Engine mount pieces. "How to make a sewing bobbin"
Engine mount pieces: Entitled "SEC B-B". I totally got over zelous on getting started. I thought I'd looked over the mount prints pretty well, and decided to start with these attachment fittings. After I had made them (but before I drilled the bolt holes) it dawned on me I had miss-read the side view as representing the total piece. Oh well, I just had to laugh at this. I got some much need welding practice on this tubing, it was actually very valuable. And I can always use these for paper weights.
Do not make pieces like this one, these pieces are wrong of course!!
Engine mount side pieces. Make sure to leave room to fit inside the fuselage engine mount brackets.

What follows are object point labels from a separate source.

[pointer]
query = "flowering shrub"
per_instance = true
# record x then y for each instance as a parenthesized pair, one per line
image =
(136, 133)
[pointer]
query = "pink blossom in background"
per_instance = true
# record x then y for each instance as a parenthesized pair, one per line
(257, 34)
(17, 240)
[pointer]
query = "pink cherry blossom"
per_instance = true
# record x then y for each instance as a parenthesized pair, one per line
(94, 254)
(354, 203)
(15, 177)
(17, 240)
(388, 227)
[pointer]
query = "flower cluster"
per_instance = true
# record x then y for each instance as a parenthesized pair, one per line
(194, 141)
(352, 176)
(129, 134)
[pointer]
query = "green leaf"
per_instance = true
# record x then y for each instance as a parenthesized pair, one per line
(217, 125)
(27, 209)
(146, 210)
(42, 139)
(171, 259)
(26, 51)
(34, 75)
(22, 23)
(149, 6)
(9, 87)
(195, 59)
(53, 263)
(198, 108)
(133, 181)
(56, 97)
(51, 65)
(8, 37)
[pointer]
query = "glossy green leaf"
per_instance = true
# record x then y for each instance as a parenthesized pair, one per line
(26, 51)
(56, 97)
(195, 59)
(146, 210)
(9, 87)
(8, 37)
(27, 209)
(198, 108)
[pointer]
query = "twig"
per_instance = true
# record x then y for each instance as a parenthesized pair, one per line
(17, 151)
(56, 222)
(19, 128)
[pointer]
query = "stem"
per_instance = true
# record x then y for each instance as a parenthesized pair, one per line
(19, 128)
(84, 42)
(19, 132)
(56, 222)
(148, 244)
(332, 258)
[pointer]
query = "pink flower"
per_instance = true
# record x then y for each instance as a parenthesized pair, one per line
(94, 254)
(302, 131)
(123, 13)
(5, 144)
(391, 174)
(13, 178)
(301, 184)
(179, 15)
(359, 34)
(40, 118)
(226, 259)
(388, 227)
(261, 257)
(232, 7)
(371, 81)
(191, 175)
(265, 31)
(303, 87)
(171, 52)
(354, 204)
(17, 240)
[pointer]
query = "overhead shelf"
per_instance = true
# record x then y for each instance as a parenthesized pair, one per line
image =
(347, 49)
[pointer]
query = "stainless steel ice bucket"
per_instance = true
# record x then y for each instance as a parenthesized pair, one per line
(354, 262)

Engine mount side bolt flanges. Interpreting the plans, it appeared the best way to weld the cross tube flanges (for the 3/8" bolts), would be to weld them to the ends of the 3/4" tubes, exactly in the middle. In other words, spaced so they extended an equal distance out from the 3/4" tubes on each side. Makes sense. However, you must take into account when the engine mount is fitted into the fuselage brackets, the inside fuselage bracket must have room, so as not to hit the engine mount bracket, which curves inward. I've attached a rough drawing, but study the plans, and realize how the engine mount will fit into the fuselage engine brackets. The when you go to weld the engine mount pieces and side support pieces, it might be worth offsetting these to ensure a proper fit.
Tail wire brackets:
lessons learned here. I made the brackets early on, and later when I
went to fit the support wires on, I discovered two issues, which I kind
of had a feeling was going to happen. The small brackets, all cut
exactly to plans do not allow the attaching bolt to fit threw and not
interfere with the cloth covering. This is probably because BHP did not
use modern turnbuckles or shackles, I'm not sure. Regardless, I will
have to remake these, extending them to allow for the bolt to stop above
the covering. It will take a few hours to remake these....8 of them,
the vertical stabilizer, for the single bracket the plans call out two
holes combined into one opening (looks like a "figure-8"). I opted to
make two separate holes to accommodate turnbuckles or shackles,
depending on which end I put which piece on. Well I guessed at the whole
separation (I did not have either shackles or turnbuckles at the time).
Now when I went to fit them on, what I thought would be plenty of room,
still was not enough. I had to remake these two brackets to fit the
turnbuckles. Not a big deal, only took an hour or so for these.